Yes, Chiara, just to add to that, I see no -- we're really the only Company developing a selective kappa agonist for this indication. And moreover the only Company developing it peripherally I think, selective kappa agonist. So it really is a novel mechanism for an unmet need.

And clearly we have no CNF issues with this medication. And so, that gives us an advantage I think over any competition that is out there and there really isn't any pharmacologically that are anywhere close in selectivity or peripheral action to CR845.

Okay, all right, great. That was all I had. Thanks, guys.

(Operator Instructions). Jim Molloy, Laidlaw Capital Market.

Hi, this is actually Frank on for Jim, thanks for taking the question. Just wondering if you can -- obviously right now you guys are going to focus more on the IV CR845 for pruritus. But I was wondering in terms of market size, how should we be looking at the oral version for general pruritus compared to just uremic pruritus?

Yes, thanks, Frank. Let me start there and maybe Joe will want to add some. But the most obvious place to move with our pruritus program, if you like, is down the ladder in terms of renal failure. And we are very much interested in the chronic kidney disease population. Much larger population, about 9 million patients in the US. High incidence of pruritus, again refractory to traditional treatments. So there's about 30% incidence in that population.

So we kind of started doing our homework on that population in terms of what would be appropriate formulations for treatment there and how often these people see their physicians and began to think a little bit more about how we would like to approach that population in terms of formulation and dosaging. But that is something clearly we think is, if you like, an obvious place to move.

We clearly have a very important anti-pruritic effect certainly in this renal disease patient population. And I think we covered this when we talked specifically about the UP data, the mechanism of action here, as I said, being peripheral, if you like, at the end stage of the pruritus cascade actually on the C fibers in the dermis and the epidermis. And those immune cells in the dermis really to our mind speak to a broad applicability for this mechanism across multiple indications associated with pruritus.

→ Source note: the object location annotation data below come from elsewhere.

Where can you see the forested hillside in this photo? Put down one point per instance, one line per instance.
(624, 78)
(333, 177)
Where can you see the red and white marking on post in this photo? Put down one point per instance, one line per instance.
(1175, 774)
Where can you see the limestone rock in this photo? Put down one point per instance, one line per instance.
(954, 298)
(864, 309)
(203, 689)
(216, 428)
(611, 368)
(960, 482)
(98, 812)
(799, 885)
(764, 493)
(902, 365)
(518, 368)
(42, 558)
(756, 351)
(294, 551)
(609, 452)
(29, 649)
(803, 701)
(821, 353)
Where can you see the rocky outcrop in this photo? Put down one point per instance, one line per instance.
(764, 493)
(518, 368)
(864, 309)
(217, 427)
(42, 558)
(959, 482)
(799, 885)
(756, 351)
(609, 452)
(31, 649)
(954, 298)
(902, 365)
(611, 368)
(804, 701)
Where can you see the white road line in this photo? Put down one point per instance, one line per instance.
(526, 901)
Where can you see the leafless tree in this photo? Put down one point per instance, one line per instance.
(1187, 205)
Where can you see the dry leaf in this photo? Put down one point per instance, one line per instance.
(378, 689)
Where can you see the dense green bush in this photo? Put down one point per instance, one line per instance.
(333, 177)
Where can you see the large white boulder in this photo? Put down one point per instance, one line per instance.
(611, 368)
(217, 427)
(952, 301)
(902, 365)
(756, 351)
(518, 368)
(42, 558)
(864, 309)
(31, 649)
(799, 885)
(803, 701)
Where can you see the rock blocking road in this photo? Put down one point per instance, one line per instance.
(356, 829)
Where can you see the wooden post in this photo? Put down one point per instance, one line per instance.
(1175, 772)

And that is clearly somewhere we could ultimately move with this medication. But our first thoughts are rolling back to chronic kidney disease and we are looking at the possibilities of which formulations are appropriate there, oral, subcutaneous, maybe some other depo type preparations might be a possibility. And that is something we will certainly inform our investors on as we move forward there.

Thank you.

Thank you, I am not showing any further questions in queue. I would like to turn the call back over to management for any further remarks.

I would just like to say thank you, everybody, for joining us on the call today and we look forward to updating you very, very soon on our clinical progress. Thank you very much.

Ladies and gentlemen, thank you for participating in today's conference. This concludes today's program. You may all disconnect. Everyone have a wonderful day.